There is a urn with $2$ red balls, $1$ blue ball and $1$ green ball. John draws a ball three balls, one turn at a time, and after each turn he returns the ball to its urn.
Let $B, R, G$ be the number of blue, red, green balls are drawn respectively.
Calculate: $\operatorname{Var}_{P}(B-R)=E[(B-R)^{2}]-(E[B-R])^{2}$
I am struggling on the first term because $E[(B-R)^{2}]=E[B^2]-2E[BR]+E[R^{2}]$
and I know how to treat $E[B^2]$ and $E[R^2]$ once I have computed $E[B]$ and $E[R]$. But I am stuck on $E[BR]$, I cannot say $E[BR]=E[B]E[R]$ since $B$ and $R$ are definitely not independent. How can I treat this?
You are probably aware of the formula for E(BR) being the following:
$$E(BR) = \displaystyle \sum_B \sum_R b r P(B=b \cap R=r)$$
Therefore, I will guess that you are either having problems determining $P(B=b \cap R=r)$.

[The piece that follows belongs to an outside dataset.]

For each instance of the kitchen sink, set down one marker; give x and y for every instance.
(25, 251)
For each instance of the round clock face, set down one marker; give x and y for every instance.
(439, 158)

For that joint distribution, here are some facts relevant to determining what the distribution is: There is a fixed number of independent trials. Each trial has more than 2 mutually exclusive events. Each of those events have a fixed probability that does not change. That is the definition of the Multinomial Distribution.
In this case, we have 3 mutually exclusive events for each trial. The trial could red, blue, or green. The probability of a single trial being red is 1/2, the probability for blue is 1/4, and the probability for green is 1/4. The number of trials is 3, because we are drawing balls 3 times with replacement. That gives us $r+b+g=3$. We are interested in $r$ and $b$ right now, so we can solve for $g$ in terms of those other 2: $g=3-r-b$. That gives us all of the information we need to insert into the pmf of the multinomial distribution:
$$P(B=b \cap R=r) = \dfrac{3!}{b!r!(3-b-r)!}\left(\dfrac{1}{4}\right)^b\left(\dfrac{1}{2}\right)^r\left(\dfrac{1}{4}\right)^{3-r-b}$$
Substituting... $$E(BR) = \sum_{b=0}^{3}\sum_{r=0}^{3-b}br\dfrac{3!}{b!r!(3-b-r)!}\left(\dfrac{1}{4}\right)^b\left(\dfrac{1}{2}\right)^r\left(\dfrac{1}{4}\right)^{3-r-b}$$
From here, you just have to check each of the combinations of b and r. As a hint, there are 10 total possibilities, but only 3 of them have non-zero values for both b and r. That means you only have to calculate the probability 3 times before summing it up to get the expected value.
With all that said, there is a much easier way to calculate $\text{Var}(B-R)$. In the multinomial distribution, $\text{Cov}(X_i,X_j)=-np_ip_j$ for $i\ne j$.
The covariance we are interested in is $\text{Cov}(B,R) = -(3)(1/4)(1/2)$.
Having that formula, it is fairly simple to get the final answer. Just remember this variance identity:
$$\text{Var}(B-R) = \text{Var}(B) - 2\text{Cov}(B,R) + \text{Var}(R)$$
You can get the covariance from the formula I shared for the multinomial distribution, you can get the 2 variances by using the variance formula for the binomial distribution.